Ah, but it is, just not in what you can see. The Cadillac ATS was introduced in the 2013 model year, and this is 2016. Normally that would mean a mid-generational update, a facelift or something. But here’s the 2016—with no changes to the bumpers, grille, trim or lights for the new year. Well, true, because nothing was needed.
But on the other hand, there’s big news is under the hood with a new 3.6-liter engine backed up by a new eight-speed transmission.
The 2013 Cadillac ATS, of course, is the first small Cadillac ever, at least that wasn’t something else to begin with and not successful, and was offered in four-door sedan until a two-door ATS coupe was added for the 2015 model year. New this year is the high performance ATS-V, which we’ll discuss in future review.

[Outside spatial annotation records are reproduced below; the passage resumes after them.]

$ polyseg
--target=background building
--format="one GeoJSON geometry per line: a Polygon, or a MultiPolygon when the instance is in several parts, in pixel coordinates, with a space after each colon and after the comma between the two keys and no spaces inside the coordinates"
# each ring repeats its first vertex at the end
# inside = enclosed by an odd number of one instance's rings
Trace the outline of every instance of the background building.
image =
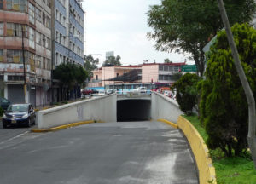
{"type": "Polygon", "coordinates": [[[0,1],[0,95],[14,103],[50,101],[50,2],[0,1]]]}
{"type": "MultiPolygon", "coordinates": [[[[69,62],[84,66],[84,10],[77,0],[54,0],[52,6],[53,64],[69,62]]],[[[60,101],[61,89],[53,83],[53,101],[60,101]]]]}
{"type": "Polygon", "coordinates": [[[177,74],[182,73],[183,66],[186,66],[186,63],[104,66],[93,71],[93,78],[88,87],[95,89],[131,89],[139,86],[148,89],[171,86],[177,81],[177,74]]]}

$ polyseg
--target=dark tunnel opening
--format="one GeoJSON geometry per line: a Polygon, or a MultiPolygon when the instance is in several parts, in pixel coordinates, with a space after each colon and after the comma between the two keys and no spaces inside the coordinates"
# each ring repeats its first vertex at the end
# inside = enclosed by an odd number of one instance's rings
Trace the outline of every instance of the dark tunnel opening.
{"type": "Polygon", "coordinates": [[[151,116],[150,100],[117,101],[117,121],[147,121],[151,116]]]}

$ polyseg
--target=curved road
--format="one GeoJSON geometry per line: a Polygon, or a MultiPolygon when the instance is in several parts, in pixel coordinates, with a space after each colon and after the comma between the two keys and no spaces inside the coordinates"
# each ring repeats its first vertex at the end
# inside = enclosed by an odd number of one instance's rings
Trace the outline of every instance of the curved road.
{"type": "Polygon", "coordinates": [[[186,139],[164,123],[91,124],[45,134],[16,131],[12,138],[0,136],[3,184],[198,183],[186,139]]]}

Meanwhile, the standard Cadillac ATS sedan and coupe continue, and as before the 2.5-liter four-cylinder continues as standard on the sedan, and the 2.0-liter turbocharged four-cylinder optional in the sedan and standard on Coupe, the turbo engine with available with a manual transmission, something increasingly rare in mid-size luxury cars.
And then there’s the new 3.6-liter V-6. Cadillac calls it the “fourth generation” of GM’s double overhead cam V-6. But this engine is new down to the engine block. The aluminum block is stronger, with increased structure in the bulkheads for superior rigidity, new bore-center dimensions, deep-skirted with cross-bolted main bearings. The engine gets a stiff forged-steel crankshaft, along with friction-reducing polymer-coated pistons and strong high-copper-content sinter-forged connecting rods.
A prime objective for the new engine was reduced NVH—noise, vibration and harshness—and Cadillac engineers developed an all-new cam drive system with cushioned chain sprockets to make the new engine quieter, three dB quieter overall than the Infiniti 3.7L V-6, according to Cadillac. The chain-driven dual overhead camshafts have variable intake- and exhaust-valve timing. A new four-cam phasing system with intermediate park technology improves efficiency by enabling late inlet valve closing in certain conditions, much like the Atkinson-cycle engines used in some hybrid vehicles, but able to change to the conventional system when more power is needed.
The cylinder heads in the new 3.6-liter engine of the 2016 Cadillac ATS V-6 are new too, with a high-flow design we’re told enhances direct injection performance. The heads also have integrated exhaust manifolds.
The new 3.6-liter engine can also deactivate two of its six cylinders at light-throttle cruise. Shutting down the cylinders–roller-finger cam followers can provide either full lift, or no lift to disable a cylinder—reduces pumping loss as well as reducing fuel spritzed in the cylinders by a third, plus reducing waste heat that would otherwise need to be dissipated.
The cooling system uses a patented “targeted” cooling system that Cadillac says “provides strategic cooling of the engine’s hottest areas while simultaneously fostering faster warm-up to enhance efficiency.” In other words more coolant flows to the cylinder heads when the engine is cold. The dual-path coolant flow also reduces drag from the water pump.
The engine also has a variable-displacement, two-stage oil pump that reduces internal drag when oil pressure demand is light. To further reduce noise, the pump is placed inside the oil pan.
Improvements in efficiency resulted in 19/28 mpg EPA city/highway fuel consumption estimate…which is exactly the same as its predecessor. We recorded 20.3 mpg over a tankful’s worth of driving, a slight improvement from the 2013 ATS with the previous 3.6-liter. We got 19.4 mpg with that car.
The new engine comes only with an eight-speed automatic transmission. The GM-designed Hydra-Matic 8L45 transmission is lighter than its predecessor despite the increased number of ratios. Still staying technical: According to Cadillac, the “7.0:1 overall ratio and numerically lower top gear offer an estimated five-percent fuel economy benefit over comparable six-speed automatic transmissions. It also features four simple gearsets for optimal efficiency and five clutches (two brake clutches and three rotating clutches) – creative packaging that enables them to fit the same space as the previous six-speed automatic, while also offering lower weight.”